La Biennale e o percurso intimista do Arsenal de Veneza

La Biennale di Venezia 2022

Falta pouco mais de um mês para o término da Bienal de Veneza de 2022. A 59ª edição desta  tradicional mostra internacional  de arte está  em exibição até 27 de novembro.

Lá  estive em abril  na inauguração. Acho que só agora encontrei, espero que a tempo, o distanciamento para falar não do evento, mas do que ele reverberou em mim  enquanto visitante. Por isso, deliberadamente escolho não dar nomes a artistas e obras. Opto por descrever sentidos e sentimentos, impactos que eles (os artistas) e elas (as obras) vem propagando em mim.

Mostra de arte em era de fronteiras digitais fluidas em meio à guerra entre Rússia e Ucrânia. Este é um ano que desvela o arcaico questionamento  de territórios. O evidente anacronismo me leva à uma série de  questionamentos: a que  ponto a exposição dividida em pavilhões nacionais no parque Giardini da Bienal de Veneza ainda faz sentido? E se cada país cedesse seu pavilhão para artistas de outros países? E se  a Arte, como precursora de ideias e comportamentos abrigasse imigrantes, acolhesse  refugiados, olhasse para  o outro com  olhar expatriado. Ou seria somente mais humano?

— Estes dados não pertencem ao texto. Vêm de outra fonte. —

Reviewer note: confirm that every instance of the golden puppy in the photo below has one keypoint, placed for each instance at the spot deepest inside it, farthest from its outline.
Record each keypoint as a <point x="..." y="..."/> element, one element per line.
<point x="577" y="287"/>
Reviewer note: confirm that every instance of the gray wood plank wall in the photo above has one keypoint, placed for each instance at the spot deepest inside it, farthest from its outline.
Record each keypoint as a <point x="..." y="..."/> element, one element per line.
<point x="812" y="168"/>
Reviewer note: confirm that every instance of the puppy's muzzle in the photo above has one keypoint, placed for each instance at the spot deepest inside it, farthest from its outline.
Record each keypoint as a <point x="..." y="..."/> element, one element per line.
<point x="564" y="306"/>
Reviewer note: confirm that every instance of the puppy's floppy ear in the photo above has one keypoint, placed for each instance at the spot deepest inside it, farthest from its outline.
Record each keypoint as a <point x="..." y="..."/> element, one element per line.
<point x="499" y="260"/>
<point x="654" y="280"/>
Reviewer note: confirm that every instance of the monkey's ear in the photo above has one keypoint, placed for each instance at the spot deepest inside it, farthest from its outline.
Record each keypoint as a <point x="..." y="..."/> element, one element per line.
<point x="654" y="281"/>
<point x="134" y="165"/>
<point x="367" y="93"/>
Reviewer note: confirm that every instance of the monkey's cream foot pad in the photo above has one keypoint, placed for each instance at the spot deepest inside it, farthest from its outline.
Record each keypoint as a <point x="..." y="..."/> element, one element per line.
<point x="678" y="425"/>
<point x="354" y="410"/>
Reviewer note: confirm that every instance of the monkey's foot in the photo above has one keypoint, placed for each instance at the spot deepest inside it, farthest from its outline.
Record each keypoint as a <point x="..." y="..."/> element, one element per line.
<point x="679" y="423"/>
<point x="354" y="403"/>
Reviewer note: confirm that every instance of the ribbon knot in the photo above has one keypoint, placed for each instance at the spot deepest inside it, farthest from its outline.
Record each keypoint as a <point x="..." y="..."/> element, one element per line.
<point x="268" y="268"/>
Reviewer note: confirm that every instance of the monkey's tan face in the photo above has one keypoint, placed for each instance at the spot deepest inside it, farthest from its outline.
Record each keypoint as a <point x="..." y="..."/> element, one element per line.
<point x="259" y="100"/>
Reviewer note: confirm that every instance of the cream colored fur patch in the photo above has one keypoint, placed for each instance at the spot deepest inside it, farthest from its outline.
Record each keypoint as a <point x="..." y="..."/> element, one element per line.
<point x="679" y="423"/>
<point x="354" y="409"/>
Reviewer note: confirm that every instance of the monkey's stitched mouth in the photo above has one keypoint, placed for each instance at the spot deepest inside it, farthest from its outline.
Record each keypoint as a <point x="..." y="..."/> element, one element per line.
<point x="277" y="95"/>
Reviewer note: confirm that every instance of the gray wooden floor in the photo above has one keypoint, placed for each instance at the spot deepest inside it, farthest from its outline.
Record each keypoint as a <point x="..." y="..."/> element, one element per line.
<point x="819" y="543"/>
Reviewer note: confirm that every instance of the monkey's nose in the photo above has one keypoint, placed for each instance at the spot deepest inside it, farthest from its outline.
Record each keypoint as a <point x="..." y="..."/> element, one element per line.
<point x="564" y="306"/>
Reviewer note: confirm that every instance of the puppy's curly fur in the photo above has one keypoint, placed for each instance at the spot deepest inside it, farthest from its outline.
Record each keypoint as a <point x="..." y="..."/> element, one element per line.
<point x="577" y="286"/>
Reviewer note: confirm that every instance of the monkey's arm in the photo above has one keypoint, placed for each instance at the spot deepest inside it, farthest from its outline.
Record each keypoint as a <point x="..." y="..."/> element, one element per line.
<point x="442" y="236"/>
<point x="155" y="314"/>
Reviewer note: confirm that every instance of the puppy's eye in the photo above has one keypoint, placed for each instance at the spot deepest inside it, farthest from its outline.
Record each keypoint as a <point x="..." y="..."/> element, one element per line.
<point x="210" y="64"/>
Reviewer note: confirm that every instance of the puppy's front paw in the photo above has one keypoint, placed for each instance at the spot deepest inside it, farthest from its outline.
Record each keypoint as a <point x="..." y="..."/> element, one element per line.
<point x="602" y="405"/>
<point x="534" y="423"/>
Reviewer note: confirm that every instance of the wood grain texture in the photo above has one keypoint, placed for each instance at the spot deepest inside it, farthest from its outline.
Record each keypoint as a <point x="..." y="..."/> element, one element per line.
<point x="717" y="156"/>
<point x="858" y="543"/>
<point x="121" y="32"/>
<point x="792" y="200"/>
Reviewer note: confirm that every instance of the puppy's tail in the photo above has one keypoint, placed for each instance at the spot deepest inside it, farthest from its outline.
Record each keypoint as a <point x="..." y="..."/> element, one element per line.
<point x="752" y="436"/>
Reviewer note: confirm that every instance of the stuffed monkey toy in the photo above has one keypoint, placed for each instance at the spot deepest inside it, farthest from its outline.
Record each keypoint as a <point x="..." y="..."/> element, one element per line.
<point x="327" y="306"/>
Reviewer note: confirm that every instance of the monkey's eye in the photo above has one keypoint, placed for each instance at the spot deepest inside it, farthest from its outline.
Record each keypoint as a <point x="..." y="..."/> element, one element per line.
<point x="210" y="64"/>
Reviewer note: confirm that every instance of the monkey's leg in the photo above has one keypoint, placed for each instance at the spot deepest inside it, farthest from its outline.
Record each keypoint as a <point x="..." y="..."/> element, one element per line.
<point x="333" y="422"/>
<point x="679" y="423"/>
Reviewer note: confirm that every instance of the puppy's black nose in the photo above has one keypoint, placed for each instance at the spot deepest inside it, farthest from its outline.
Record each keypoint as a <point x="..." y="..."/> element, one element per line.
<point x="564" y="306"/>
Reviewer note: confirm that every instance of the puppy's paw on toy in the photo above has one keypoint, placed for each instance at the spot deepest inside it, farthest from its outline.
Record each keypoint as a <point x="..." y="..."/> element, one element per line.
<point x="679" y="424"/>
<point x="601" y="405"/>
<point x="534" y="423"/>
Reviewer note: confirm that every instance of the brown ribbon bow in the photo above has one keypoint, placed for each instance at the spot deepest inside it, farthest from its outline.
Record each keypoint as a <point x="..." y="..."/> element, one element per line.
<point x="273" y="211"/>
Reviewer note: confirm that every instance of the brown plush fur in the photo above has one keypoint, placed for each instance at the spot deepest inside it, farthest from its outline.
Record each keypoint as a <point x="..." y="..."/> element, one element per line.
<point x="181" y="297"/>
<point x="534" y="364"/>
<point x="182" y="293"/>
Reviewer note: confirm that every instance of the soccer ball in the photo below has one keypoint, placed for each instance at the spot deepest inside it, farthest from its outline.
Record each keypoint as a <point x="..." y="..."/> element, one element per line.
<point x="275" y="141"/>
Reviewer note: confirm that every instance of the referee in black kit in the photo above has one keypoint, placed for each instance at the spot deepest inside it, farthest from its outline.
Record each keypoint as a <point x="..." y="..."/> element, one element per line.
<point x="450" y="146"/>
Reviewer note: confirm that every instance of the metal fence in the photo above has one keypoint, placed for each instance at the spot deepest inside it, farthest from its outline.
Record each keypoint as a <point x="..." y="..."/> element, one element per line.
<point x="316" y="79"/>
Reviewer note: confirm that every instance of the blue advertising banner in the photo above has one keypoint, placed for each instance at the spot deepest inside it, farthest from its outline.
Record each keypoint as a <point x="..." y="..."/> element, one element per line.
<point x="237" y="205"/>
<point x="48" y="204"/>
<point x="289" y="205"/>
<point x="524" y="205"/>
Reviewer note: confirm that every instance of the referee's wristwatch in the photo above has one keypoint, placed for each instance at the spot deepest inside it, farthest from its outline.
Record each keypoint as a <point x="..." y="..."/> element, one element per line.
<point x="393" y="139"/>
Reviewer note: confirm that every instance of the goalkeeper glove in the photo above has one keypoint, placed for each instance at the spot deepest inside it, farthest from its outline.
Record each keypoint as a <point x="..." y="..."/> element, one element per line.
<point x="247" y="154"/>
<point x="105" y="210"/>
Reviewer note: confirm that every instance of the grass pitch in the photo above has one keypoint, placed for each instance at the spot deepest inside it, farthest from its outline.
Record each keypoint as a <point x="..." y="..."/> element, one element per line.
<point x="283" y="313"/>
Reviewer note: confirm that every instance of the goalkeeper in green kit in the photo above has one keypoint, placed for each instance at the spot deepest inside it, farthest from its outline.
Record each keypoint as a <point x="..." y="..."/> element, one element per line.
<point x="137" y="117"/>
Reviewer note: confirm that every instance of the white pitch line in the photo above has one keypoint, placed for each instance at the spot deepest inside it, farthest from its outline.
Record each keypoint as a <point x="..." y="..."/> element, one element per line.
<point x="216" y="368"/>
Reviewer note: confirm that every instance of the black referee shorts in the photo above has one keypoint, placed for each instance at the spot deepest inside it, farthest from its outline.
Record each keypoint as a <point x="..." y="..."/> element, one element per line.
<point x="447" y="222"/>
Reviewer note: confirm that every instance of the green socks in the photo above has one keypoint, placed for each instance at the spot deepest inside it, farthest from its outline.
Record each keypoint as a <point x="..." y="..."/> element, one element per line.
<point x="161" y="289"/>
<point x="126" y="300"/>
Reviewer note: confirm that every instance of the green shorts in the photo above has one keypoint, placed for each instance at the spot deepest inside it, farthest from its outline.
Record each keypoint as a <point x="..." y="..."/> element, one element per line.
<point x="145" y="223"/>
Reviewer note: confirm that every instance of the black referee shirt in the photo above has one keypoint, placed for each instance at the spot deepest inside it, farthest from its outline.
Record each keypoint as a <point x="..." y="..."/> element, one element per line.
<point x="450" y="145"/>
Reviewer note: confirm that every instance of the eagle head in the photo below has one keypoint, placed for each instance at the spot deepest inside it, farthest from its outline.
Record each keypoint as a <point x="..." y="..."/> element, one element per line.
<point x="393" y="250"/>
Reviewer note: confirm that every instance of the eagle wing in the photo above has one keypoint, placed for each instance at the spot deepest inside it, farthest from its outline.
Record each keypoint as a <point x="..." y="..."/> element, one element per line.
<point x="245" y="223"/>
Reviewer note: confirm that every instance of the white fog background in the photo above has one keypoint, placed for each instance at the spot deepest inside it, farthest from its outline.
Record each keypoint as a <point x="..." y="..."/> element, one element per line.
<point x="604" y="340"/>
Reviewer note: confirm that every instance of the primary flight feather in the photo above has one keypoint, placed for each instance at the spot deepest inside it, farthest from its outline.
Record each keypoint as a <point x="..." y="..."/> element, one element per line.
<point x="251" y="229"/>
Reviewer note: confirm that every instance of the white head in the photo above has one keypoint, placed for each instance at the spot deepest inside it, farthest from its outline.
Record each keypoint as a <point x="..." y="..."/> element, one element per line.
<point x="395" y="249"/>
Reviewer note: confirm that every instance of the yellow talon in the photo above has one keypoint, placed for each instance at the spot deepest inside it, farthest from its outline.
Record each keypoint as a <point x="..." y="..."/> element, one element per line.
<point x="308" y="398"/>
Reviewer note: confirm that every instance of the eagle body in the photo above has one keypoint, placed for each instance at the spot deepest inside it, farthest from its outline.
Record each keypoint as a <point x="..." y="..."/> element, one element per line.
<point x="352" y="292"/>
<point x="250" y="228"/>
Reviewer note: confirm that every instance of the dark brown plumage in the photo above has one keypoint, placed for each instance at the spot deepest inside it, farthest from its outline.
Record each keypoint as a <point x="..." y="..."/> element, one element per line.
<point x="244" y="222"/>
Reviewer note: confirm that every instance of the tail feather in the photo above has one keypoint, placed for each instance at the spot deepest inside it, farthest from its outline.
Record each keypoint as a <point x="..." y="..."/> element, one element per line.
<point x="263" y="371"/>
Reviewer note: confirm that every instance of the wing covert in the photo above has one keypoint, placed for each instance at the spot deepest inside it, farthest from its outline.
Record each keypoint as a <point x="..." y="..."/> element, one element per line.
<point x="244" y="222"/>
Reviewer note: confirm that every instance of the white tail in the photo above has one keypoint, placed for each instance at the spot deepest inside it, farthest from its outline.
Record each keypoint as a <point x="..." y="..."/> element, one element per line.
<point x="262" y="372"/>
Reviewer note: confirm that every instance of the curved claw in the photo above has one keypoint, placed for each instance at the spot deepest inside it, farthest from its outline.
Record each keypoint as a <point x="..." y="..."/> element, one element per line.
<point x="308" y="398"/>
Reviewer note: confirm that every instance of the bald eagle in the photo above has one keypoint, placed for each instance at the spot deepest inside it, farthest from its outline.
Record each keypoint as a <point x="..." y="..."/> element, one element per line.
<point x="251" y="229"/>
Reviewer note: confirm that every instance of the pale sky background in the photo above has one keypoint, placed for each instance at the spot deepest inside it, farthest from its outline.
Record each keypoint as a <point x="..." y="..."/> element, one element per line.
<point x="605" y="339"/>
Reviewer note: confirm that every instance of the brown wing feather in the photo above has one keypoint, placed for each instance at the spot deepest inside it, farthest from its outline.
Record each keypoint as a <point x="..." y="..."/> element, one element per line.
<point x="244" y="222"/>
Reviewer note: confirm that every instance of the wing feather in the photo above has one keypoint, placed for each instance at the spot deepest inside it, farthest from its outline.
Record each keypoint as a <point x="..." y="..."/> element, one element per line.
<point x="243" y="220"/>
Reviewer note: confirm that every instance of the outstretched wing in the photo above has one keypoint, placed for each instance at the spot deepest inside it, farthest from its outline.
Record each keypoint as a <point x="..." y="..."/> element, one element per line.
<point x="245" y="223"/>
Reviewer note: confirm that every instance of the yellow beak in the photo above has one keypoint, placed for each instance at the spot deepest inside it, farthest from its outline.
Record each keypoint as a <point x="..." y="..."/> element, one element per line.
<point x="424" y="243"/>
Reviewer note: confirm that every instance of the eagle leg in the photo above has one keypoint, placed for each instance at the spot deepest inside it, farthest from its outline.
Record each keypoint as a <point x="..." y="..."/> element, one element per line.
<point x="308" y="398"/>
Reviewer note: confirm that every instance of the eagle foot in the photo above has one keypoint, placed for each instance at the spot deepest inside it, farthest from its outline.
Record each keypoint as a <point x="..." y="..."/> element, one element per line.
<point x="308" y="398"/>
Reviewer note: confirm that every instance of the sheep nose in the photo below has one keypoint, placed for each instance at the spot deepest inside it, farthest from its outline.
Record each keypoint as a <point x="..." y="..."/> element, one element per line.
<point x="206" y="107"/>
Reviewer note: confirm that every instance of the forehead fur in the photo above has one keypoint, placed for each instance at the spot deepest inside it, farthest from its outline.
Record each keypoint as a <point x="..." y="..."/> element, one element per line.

Claro que as tradições e  cultura de cada povo devem ser lembradas, expostas e propagadas. Mas não  teria a arte a função de indagar e explorar  o que ainda é desconfortável no contemporâneo?

O trajeto no Arsenale di Venezia

Acho que por isso, entre os inúmeros eventos principais e paralelos  da Bienal deste ano, me encantei mesmo com o conjunto de obras em exibição no Arsenal de Veneza. O espaço  traz um percurso etéreo que ao seu longo  desperta  uma sensação de pertencimento à uma época, mais do que a um lugar.

O tema “Il latte dei sogni” (The milk of dreams, em inglês e “O leite dos sonhos“, em tradução para o português) remete a possibilidade de sonharmos novos modos de vida de imaginarmos infinitos papéis e  possibilidades além daqueles que exercemos.

Congruentemente a trama ali  trançada transcende à vanguarda.  Palavra esta aliás do dicionário militar, mas que nos coloca diante de um tempo (2022) onde  somos ininterruptamente  julgados pelo senso comum. Nessa unanimidade, que sistematicamente  nos despeja  no cancelamento, no narcisismo e na opressão das redes.

Em meio a esta expropriação diária da nossa  subjetividade senti que o conjunto reunido no Arsenal de Veneza  foi capaz de entregar uma vivência  singular a cada visitante. A imersão no labirinto artístico ali combinado me trouxe a sensação de autonomia resgatada. Trazida à tona  não só pelo olhar e representação do outro pela arte, mas por um percurso, que mesmo partilhado  com inúmeros  outros visitantes, teve o  mérito curatorial de se parecer só meu. Não pelo caráter  horizontal ou comum que permite que todos deles se apropriem mas por sua representação sensível, plural e sensorial capaz de despertar memórias,  reflexões, emoções.  Como uma sessão de terapia que catarticamente irrompe questões  comuns que  nos tocam intimamente, de forma tão única.

Dica da Visitação

P.S. Alguns  pavilhões de países também  situados no Arsenal de Veneza tiveram a virtude de prolongar e partilhar essa noção peculiar de proximidade. Porcelanas que expõem cenas privadas para exibição e  uso público contrastam  com a apresentação de um ecossistema capaz de acumular carbono na atmosfera exposto numa uma instalação capaz de  dar à esta questão o peso do foro íntimo.

Se tiver pouco tempo e precisar escolher um lugar da mostra para visitar não tenha dúvidas, siga para o Arsenal.